Nous voici, je crois, au cœur mème de la question, telle que je l’envisage. Pour la dénouer, il nous faut d’abord confronter les notions de « personnalisme » et de « nihilisme ». Je le ferai en marge d’un article récent de l’un de nos éminents collègues philosophes français, dénonçant, comme philosophe indianiste, le personnalisme de l’Occident comme étant la cause du nihilisme.

Je crains que le malentendu ne soit total. Car tout au contraire nous voyons dans l’impersonnalisme, dans la défaillance, l’annulation ou l’aliénation de la personne, à la fois la cause et l’issue du nihilisme. L’affaire est d’autant plus grave qu’elle met finalement en cause un concept fondamental pour la famille des trois religions abrahamiques.

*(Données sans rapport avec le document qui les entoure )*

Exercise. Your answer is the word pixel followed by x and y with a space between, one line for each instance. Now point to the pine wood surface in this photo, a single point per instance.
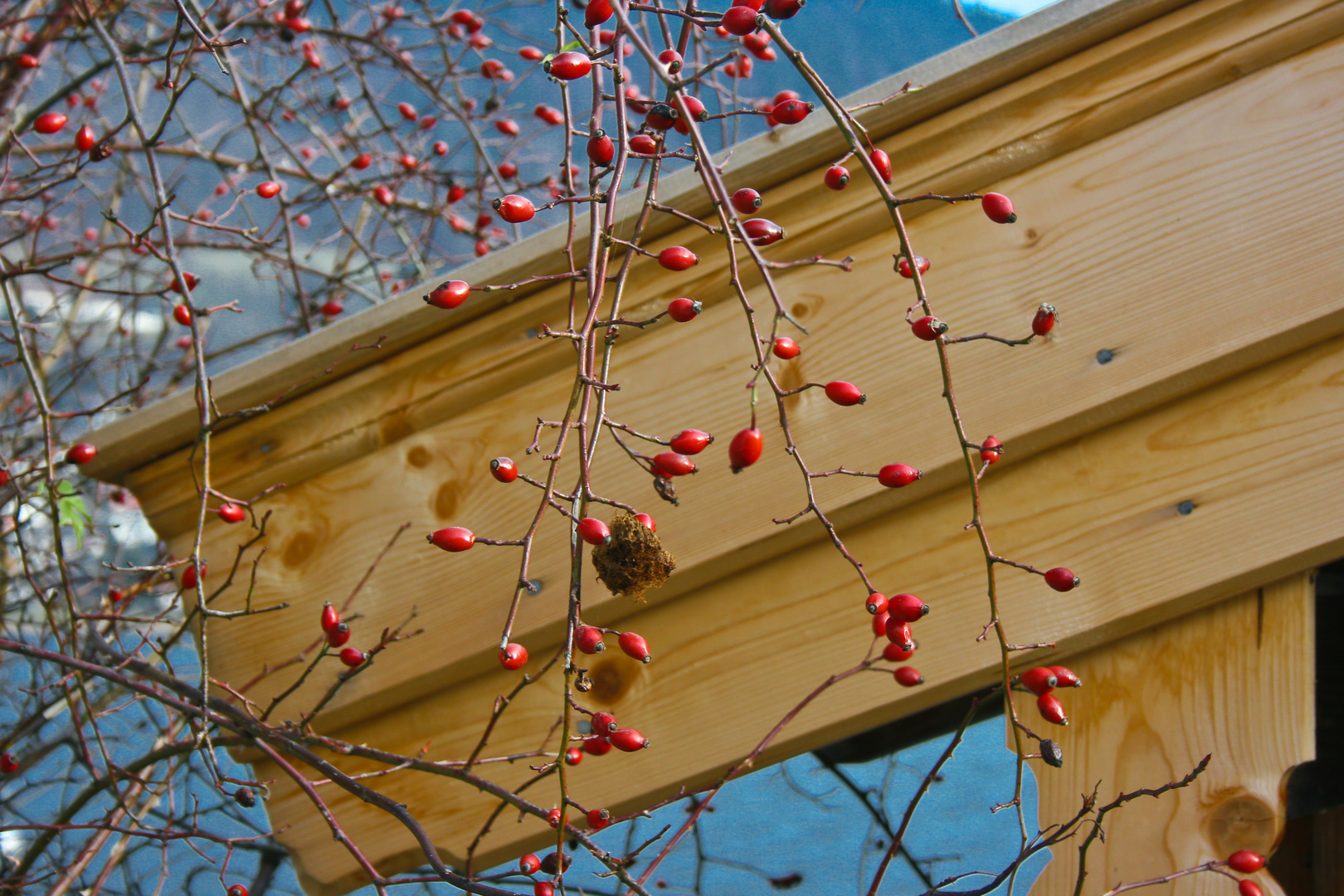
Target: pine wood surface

Alors il nous faut examiner : 1) Quel concept de la personne professe-t-on, quand on la dénonce comme cause du nihilisme? Autrement dit, qu’en est-il du personnalisme et du nihilisme? 2) La raison de cette mise en accusation du personnalisme m’apparaît dans le fait que soit perdu de vue ce que la tradition abrahamique dans son ensemble (donc non pas seulement occidentale) a envisagé comme théologie négative ou apophatique. Autrement dit, qu’en est-il de la théologie apophatique et du personnalisme? Cette confrontation esquissée, nous pourrons discerner où est en vérité le nihilisme. 4) Dès lors nous pourrons opposer un principe de réalité rival, à la conception scientifique solidaire du nihilisme. Là mème nous aurons à entendre la voix de nos philosophes iraniens traditionnels, à leur tète celle de Mollâ Sadrâ Shîrâzî (1050/1640).